The Broadcom result sharpens a question that has been building across earnings season: how much perfection is already priced into AI-adjacent semiconductors? Broadcom's underlying business remained solid — the guidance gap did not suggest the AI buildout is reversing. It suggested that expectations had run ahead of even robust growth. For investors holding AI-exposed names at elevated multiples, that distinction matters less than the market's demonstrated willingness to reprice sharply on any shortfall.
The export-control tightening adds a structural dimension to that repricing risk. With China access now further constrained for both AMD and Nvidia, the long-term revenue models for both companies require revision. The question of whether domestic and allied-market demand can fully compensate remains open.
On the deal side, the SpaceX IPO conversation continued to generate significant noise. The company is targeting a raise of up to $75 billion at a valuation JPMorgan has pegged near $1.8 trillion — figures that, if achieved, would make it the largest public market debut in history and would, according to reporting, position Elon Musk to become the first individual with a net worth exceeding $1 trillion.

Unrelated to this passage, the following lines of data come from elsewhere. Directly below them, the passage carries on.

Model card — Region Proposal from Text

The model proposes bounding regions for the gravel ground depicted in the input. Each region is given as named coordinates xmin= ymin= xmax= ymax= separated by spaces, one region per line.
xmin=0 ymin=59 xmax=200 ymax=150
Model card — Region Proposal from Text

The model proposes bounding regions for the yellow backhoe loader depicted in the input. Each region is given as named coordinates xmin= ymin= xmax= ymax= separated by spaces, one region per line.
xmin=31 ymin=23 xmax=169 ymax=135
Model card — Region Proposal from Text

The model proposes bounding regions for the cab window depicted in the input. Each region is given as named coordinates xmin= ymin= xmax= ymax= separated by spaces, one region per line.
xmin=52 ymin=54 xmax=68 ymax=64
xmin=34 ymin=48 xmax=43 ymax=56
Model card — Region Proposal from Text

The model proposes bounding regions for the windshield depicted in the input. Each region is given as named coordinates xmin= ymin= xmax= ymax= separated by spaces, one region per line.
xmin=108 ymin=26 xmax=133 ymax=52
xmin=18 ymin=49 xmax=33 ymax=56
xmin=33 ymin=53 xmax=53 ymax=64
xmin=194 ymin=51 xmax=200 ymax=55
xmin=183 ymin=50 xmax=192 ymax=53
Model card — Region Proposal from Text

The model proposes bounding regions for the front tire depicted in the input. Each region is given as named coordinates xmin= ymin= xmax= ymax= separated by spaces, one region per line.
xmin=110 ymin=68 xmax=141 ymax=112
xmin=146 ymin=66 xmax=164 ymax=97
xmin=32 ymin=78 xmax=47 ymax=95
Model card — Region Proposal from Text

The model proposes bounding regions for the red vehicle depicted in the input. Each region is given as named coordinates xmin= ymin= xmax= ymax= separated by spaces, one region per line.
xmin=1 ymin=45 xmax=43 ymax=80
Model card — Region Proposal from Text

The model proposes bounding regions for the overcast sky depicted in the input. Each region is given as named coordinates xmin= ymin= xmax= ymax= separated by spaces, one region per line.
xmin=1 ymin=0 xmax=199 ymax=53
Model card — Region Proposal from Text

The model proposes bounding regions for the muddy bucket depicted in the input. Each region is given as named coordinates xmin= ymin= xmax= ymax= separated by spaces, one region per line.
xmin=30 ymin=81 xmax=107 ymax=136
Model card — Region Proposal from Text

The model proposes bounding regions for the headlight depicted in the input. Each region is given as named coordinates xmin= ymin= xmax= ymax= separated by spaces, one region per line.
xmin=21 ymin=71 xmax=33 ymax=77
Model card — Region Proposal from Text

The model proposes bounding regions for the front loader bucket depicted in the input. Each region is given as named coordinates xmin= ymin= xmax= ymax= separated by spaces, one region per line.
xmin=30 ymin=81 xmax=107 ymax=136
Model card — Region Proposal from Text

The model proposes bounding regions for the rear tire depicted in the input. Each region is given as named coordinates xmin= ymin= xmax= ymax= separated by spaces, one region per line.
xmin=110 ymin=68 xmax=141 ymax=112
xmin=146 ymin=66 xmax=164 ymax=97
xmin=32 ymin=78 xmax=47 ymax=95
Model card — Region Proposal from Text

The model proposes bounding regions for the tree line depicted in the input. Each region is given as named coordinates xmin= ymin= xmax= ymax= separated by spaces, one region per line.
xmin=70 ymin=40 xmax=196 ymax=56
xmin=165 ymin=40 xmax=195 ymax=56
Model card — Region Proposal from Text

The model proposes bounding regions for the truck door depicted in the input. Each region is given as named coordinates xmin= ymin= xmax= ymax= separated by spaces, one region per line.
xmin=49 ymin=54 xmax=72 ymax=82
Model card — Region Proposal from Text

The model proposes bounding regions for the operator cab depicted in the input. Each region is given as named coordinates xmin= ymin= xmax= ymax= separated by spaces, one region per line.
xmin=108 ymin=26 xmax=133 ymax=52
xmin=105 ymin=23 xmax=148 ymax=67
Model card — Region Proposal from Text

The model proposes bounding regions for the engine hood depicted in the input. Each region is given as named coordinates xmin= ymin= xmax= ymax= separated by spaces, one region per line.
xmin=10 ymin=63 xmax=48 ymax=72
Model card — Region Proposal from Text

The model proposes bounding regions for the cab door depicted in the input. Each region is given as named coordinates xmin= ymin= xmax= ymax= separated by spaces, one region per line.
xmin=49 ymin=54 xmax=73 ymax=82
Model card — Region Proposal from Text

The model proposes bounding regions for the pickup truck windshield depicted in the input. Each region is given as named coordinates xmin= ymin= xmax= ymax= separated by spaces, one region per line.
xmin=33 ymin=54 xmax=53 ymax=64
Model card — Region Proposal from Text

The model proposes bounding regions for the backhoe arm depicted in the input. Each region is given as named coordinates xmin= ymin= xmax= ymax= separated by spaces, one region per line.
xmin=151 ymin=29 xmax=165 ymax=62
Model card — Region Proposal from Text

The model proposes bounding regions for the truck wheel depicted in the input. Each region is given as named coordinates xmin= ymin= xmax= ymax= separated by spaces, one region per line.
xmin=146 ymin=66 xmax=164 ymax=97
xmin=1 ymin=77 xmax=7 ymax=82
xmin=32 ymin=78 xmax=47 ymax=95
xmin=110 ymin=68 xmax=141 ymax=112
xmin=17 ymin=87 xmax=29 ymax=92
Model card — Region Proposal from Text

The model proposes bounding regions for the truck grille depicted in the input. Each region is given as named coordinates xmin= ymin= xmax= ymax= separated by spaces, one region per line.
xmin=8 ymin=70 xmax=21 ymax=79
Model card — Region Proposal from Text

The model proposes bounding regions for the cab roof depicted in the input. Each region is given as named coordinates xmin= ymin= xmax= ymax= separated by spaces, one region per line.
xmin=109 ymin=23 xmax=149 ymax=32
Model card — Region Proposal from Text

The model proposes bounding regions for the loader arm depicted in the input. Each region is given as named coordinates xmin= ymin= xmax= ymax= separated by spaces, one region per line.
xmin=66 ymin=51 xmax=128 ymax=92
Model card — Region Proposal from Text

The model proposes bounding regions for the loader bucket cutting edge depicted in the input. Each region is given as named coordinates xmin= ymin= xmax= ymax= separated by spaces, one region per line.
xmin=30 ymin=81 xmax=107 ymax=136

No pricing date has been confirmed, but JPMorgan's scale of client mobilization suggests the process is moving with urgency.
Tomorrow's Setup
The central question heading into Friday is whether Broadcom's guidance miss triggers a broader reassessment of AI chip valuations or gets absorbed as company-specific news. The after-hours magnitude of the move — $320 billion in a single session — argues against easy dismissal. Analyst notes and any follow-on commentary from Broadcom management will be the first signals to watch at the open.
The semiconductor sector enters Friday with two concurrent headwinds: valuation pressure from Broadcom's miss and regulatory pressure from the export-control tightening. AMD's 55% monthly run and Nvidia's persistent premium leave little room for further guidance disappointment from either name.
The S&P 500's record close provides a supportive macro backdrop, but it was built on peace-talk optimism rather than earnings momentum — a foundation that can shift quickly. If the Nasdaq opens under pressure and the macro narrative softens, the index's record may prove a short-lived ceiling rather than a new floor.
The SpaceX IPO process is expected to generate continued deal-market headlines as investor roadshows take shape. For the broader market, the more immediate question is whether Thursday's divergence — record index, historic single-stock collapse — resolves toward the index or toward the rout.